Mohamed Camara : « Rien n’est plus important que la paix entre les citoyens… » (Plaidoyer)

Il n’est jamais trop tard d’engager le dialogue jusqu’à la dernière minute à l’instar des dures négociations du passé entre les syndicats, le patronat et le gouvernement tard dans les nuits au Palais du peuple pour trouver de justesse, la solution de sortie de crise. Ce fut le cas lors de l’intervention salvatrice de la République de Guinée en République sœur de Gambie.

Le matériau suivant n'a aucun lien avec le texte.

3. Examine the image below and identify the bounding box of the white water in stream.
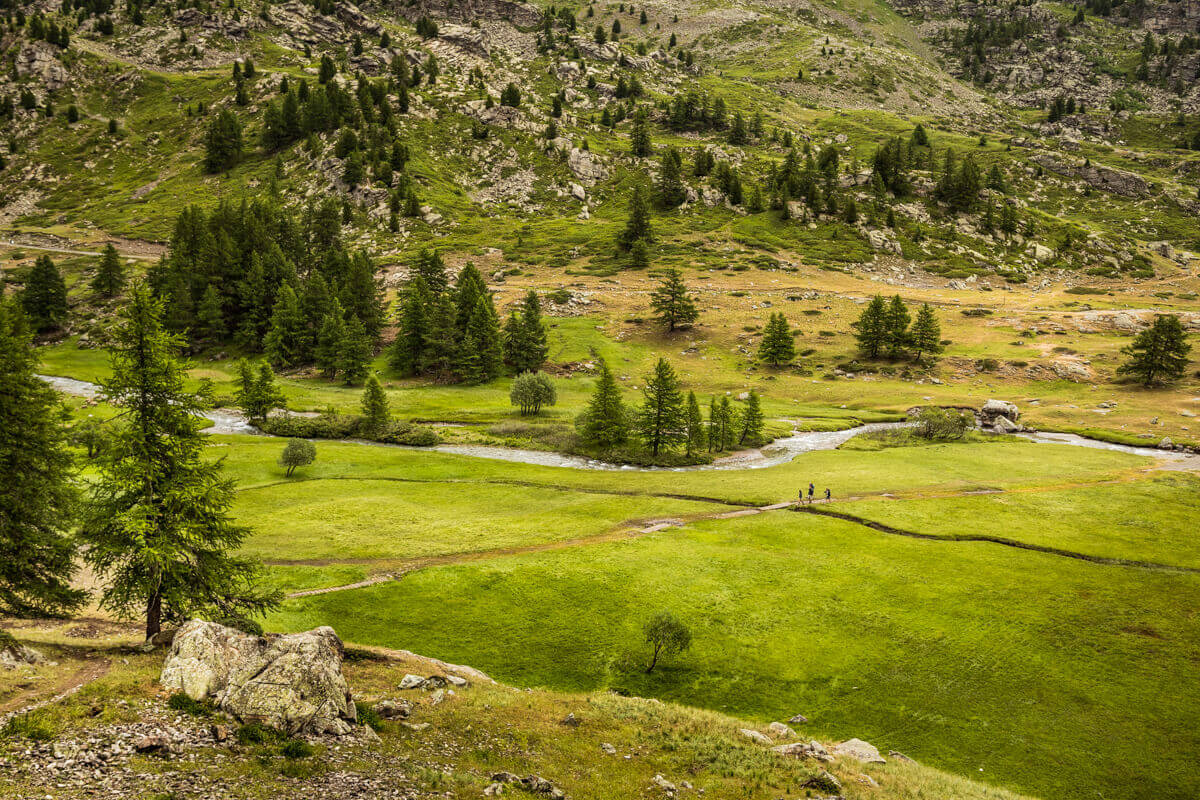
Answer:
[38,375,1200,473]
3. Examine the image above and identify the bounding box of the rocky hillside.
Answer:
[0,620,1041,800]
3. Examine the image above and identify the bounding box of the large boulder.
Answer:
[158,620,355,735]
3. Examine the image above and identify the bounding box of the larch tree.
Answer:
[635,359,688,456]
[758,312,796,367]
[1117,314,1192,389]
[0,299,86,616]
[78,284,280,639]
[911,302,943,363]
[650,267,700,331]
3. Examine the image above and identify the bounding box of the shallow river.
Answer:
[40,375,1200,473]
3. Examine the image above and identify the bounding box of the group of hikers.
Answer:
[800,482,829,504]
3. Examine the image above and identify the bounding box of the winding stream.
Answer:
[38,375,1200,473]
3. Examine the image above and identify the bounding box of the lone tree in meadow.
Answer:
[911,302,944,363]
[650,267,700,332]
[0,297,86,616]
[576,360,629,450]
[635,359,688,456]
[20,255,67,333]
[509,372,558,415]
[758,312,796,367]
[204,109,242,173]
[91,243,125,297]
[280,439,317,477]
[642,612,691,675]
[77,284,280,639]
[1117,314,1192,389]
[851,295,888,359]
[362,375,391,435]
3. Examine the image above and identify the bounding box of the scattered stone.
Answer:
[158,619,356,735]
[833,739,887,764]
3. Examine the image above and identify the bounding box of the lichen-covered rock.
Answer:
[160,620,355,735]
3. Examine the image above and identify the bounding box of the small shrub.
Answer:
[280,739,316,760]
[167,692,214,717]
[354,703,383,733]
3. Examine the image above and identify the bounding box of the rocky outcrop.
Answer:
[158,620,355,735]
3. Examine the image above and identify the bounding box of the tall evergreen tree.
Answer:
[635,359,688,456]
[851,295,888,359]
[650,267,700,331]
[91,243,125,297]
[0,297,86,616]
[577,359,629,450]
[619,184,654,251]
[684,392,707,456]
[1117,314,1192,387]
[20,255,67,333]
[738,389,763,445]
[78,284,280,639]
[758,312,796,367]
[886,295,911,359]
[912,302,942,363]
[362,375,391,435]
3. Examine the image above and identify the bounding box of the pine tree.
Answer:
[204,109,242,173]
[684,392,707,456]
[758,312,796,367]
[313,300,346,378]
[91,243,125,297]
[78,284,280,639]
[635,359,686,456]
[852,295,888,359]
[738,389,763,445]
[362,375,391,437]
[650,267,700,332]
[911,302,942,363]
[0,297,86,616]
[1117,314,1192,389]
[20,255,67,333]
[263,285,308,369]
[577,360,629,450]
[390,272,432,377]
[337,315,371,386]
[620,184,654,251]
[886,295,911,359]
[659,148,688,209]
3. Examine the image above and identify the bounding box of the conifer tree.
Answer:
[852,295,888,359]
[659,148,688,209]
[620,184,654,251]
[635,359,688,456]
[758,312,796,367]
[577,359,629,450]
[912,302,942,363]
[337,314,371,386]
[91,243,125,297]
[263,285,308,369]
[390,272,432,377]
[886,295,911,359]
[362,375,391,437]
[0,297,86,616]
[650,267,700,331]
[313,300,346,378]
[684,392,707,456]
[1117,314,1192,389]
[78,284,280,639]
[738,389,763,445]
[20,255,67,333]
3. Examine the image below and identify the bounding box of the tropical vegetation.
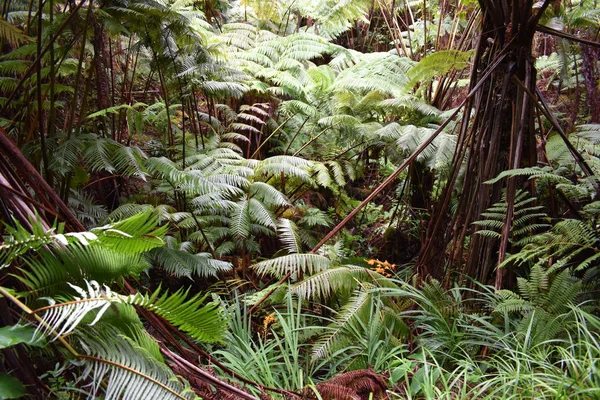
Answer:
[0,0,600,400]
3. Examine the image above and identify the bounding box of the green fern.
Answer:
[473,190,550,246]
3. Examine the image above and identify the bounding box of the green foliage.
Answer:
[0,211,227,399]
[473,190,550,246]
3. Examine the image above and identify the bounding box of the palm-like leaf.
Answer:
[80,329,196,400]
[252,254,331,278]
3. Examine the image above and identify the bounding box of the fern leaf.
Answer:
[252,254,331,278]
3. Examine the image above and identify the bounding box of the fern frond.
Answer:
[312,290,372,360]
[277,218,303,253]
[252,254,331,278]
[80,330,196,400]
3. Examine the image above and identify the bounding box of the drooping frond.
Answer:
[252,254,331,278]
[407,50,474,86]
[290,265,368,300]
[312,290,372,360]
[80,330,196,400]
[91,210,168,254]
[33,281,226,342]
[255,156,312,182]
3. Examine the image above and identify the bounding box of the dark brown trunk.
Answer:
[417,0,537,286]
[91,13,110,136]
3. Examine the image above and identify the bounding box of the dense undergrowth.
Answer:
[0,0,600,400]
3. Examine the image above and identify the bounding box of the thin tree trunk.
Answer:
[417,0,549,287]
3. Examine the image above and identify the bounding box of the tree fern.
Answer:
[473,191,550,246]
[252,254,331,278]
[312,290,373,360]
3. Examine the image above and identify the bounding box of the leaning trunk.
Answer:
[418,0,548,287]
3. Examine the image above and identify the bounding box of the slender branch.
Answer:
[0,0,91,115]
[536,25,600,47]
[77,354,186,400]
[160,346,259,400]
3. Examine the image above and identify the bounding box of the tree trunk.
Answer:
[417,0,549,287]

Dire que c’est trop tard, c’est opter pour l’enlisement de la crise en disant aux parties prenantes que grand bien leur fasse et oublier subitement que la paix est dans l’intérêt de tous.

En tant que citoyens, nous devons mettre en application la citation d’Albert Einstein selon laquelle : « Une personne intelligente résout un problème. Une personne sage l’évite ». Tout problème entre les humains a une solution. Rien n’est tard avec la volonté de solutionner.

Entre aller coûte que coûte aux élections en pleine crise non résolue avec le refus de dialoguer et  espérer ouvrir un dialogue propice après lesdites élections, il est préférable et plus productif d’ouvrir le dialogue afin de s’entendre sur un minimum indispensable bien avant.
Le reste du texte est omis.